Pular para o conteúdo

Curiosidades sobre o recém-nascido que surpreendem pais de primeira viagem

Recém-nascidos são muito mais surpreendentes do que parecem. Entenda por que a cabeça, o sono, os reflexos, os soluços e a pele chamam atenção nos primeiros dias.

curiosidades do recém-nascido

Dois recém-nascidos olhando um para o outro sobre uma manta de cores suaves

23 de jun. de 2026 · 8 min de leitura

Um recém-nascido pode surpreender desde o primeiro dia: pela forma como dorme, pelos ruídos que faz, pelos reflexos, pela pele ou pela maneira como procura proximidade. Muitas dessas coisas parecem estranhas no início, mas costumam ter uma explicação simples.

A aparência do recém-nascido muda muito nos primeiros dias

A primeira coisa que chama atenção ao segurar o bebê no colo é o corpo dele, e quase tudo o que parece fora do normal se resolve sozinho em poucos dias ou semanas. Três coisas do recém-nascido surpreendem especialmente:

A cabeça é macia e está moldada pelo parto

Durante o parto, os ossos do crânio do recém-nascido podem sobrepor-se ligeiramente para passar pelo canal de parto. Por isso alguns recém-nascidos nascem com a cabeça um pouco pontiaguda ou assimétrica. Também existem as fontanelas, as áreas macias na parte superior e posterior da cabeça, que permitem que o cérebro continue crescendo. Às vezes é possível notar uma pequena pulsação nessa região, algo que costuma ser normal. Tocar nessas áreas com cuidado ao lavar ou pentear o recém-nascido não costuma ser um problema.

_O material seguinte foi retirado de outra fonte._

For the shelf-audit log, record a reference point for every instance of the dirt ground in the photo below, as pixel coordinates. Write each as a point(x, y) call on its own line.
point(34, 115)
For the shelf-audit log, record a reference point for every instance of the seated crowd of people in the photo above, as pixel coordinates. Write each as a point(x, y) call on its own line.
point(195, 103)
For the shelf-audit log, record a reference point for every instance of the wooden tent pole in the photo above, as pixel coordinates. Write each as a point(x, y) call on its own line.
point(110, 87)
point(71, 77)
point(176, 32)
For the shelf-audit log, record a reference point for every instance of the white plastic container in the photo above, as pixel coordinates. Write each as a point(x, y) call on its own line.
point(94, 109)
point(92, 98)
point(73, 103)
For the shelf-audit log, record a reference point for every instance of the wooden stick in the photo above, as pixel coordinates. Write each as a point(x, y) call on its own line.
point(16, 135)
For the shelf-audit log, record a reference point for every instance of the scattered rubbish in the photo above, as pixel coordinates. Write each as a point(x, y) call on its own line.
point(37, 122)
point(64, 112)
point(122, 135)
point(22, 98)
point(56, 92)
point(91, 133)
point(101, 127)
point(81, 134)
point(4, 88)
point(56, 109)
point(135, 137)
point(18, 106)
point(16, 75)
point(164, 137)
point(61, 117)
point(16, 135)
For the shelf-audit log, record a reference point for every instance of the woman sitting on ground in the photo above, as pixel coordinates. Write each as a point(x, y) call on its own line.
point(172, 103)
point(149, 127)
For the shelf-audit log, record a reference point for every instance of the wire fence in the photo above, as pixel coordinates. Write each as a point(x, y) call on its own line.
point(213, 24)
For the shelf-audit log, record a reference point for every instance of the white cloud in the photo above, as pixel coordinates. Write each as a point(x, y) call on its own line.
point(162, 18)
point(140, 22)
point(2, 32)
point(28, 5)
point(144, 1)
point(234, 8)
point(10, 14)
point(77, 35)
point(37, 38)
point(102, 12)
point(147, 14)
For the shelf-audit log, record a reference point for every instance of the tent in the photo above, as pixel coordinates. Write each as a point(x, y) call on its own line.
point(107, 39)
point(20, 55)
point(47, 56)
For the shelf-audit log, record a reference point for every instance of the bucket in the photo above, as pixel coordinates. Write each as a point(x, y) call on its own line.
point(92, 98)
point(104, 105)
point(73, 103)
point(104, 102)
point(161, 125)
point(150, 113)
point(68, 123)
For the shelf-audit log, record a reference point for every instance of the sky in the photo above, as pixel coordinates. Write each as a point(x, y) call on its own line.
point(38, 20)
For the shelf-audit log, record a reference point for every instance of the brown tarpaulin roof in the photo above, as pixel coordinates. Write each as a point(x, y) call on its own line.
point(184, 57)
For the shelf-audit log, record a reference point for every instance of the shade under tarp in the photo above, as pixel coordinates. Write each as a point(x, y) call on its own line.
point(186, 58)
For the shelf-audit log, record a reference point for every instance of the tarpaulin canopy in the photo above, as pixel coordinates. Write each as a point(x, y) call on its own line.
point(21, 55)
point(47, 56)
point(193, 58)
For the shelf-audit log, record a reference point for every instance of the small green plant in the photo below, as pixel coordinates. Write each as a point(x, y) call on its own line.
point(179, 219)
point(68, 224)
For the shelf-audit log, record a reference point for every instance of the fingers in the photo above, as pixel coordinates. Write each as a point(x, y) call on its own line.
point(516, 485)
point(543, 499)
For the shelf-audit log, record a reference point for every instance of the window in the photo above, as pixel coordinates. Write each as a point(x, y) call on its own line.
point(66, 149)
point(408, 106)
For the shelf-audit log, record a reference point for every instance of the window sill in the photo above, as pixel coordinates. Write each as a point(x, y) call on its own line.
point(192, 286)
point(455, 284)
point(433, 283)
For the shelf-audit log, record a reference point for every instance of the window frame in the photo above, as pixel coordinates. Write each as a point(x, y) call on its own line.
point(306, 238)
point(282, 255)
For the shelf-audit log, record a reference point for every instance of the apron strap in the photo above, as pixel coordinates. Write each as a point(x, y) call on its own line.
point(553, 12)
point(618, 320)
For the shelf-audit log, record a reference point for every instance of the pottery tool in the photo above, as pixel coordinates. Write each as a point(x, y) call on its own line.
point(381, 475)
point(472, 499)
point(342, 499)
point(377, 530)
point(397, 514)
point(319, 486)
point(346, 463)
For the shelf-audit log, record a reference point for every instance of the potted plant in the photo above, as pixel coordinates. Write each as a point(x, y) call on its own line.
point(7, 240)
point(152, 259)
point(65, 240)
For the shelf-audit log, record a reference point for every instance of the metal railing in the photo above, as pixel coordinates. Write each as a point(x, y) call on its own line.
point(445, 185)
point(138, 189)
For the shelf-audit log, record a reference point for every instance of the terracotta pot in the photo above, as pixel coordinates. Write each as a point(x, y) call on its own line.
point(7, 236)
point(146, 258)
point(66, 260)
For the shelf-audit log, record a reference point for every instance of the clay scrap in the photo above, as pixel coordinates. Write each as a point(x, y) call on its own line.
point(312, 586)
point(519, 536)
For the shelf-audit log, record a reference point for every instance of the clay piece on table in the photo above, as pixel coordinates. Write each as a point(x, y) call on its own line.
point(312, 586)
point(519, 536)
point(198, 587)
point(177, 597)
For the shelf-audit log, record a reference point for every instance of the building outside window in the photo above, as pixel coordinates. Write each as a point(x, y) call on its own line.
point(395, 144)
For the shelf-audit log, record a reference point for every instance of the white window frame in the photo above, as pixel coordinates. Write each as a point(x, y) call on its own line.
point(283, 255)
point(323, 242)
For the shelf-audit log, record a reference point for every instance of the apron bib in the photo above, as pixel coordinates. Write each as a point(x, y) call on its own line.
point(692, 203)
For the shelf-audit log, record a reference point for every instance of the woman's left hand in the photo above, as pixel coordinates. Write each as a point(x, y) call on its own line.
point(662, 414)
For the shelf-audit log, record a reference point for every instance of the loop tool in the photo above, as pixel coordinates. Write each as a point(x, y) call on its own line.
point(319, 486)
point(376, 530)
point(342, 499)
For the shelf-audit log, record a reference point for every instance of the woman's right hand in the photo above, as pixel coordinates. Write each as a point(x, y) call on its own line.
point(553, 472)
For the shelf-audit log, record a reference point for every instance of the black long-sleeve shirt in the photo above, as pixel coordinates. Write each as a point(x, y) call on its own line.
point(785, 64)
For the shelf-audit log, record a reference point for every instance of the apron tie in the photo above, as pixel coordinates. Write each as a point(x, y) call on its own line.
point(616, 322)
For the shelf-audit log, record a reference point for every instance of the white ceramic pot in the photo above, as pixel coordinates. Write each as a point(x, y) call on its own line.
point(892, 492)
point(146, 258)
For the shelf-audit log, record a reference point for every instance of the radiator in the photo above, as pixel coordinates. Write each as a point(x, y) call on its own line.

Vérnix e lanugo: duas coisas normais na pele do recém-nascido

O vérnix caseoso é aquela camada branca e gordurosa que pode cobrir a pele do recém-nascido ao nascer. Não é falta de higiene: ajuda a proteger a pele durante a gravidez e também pode contribuir para manter a temperatura nos primeiros dias. Também pode aparecer lanugo, uma penugem fina e suave em áreas como as costas, os ombros ou as orelhas, sobretudo em recém-nascidos prematuros. Costuma desaparecer sozinha durante as primeiras semanas.

Genitais e região do peito inchados: também não é motivo de alarme

Durante a gravidez, algumas substâncias hormonais da mãe passam para o recém-nascido. Por isso, nos primeiros dias, alguns recém-nascidos podem ter os genitais um pouco inchados, a região do peito saliente ou até uma pequena secreção. Nas meninas também pode aparecer uma ligeira perda de sangue vaginal. Normalmente, tudo isso desaparece sozinho em dias ou semanas. O importante é não apertar a região do peito nem tentar extrair essa secreção, porque a região pode ficar irritada ou infeccionada.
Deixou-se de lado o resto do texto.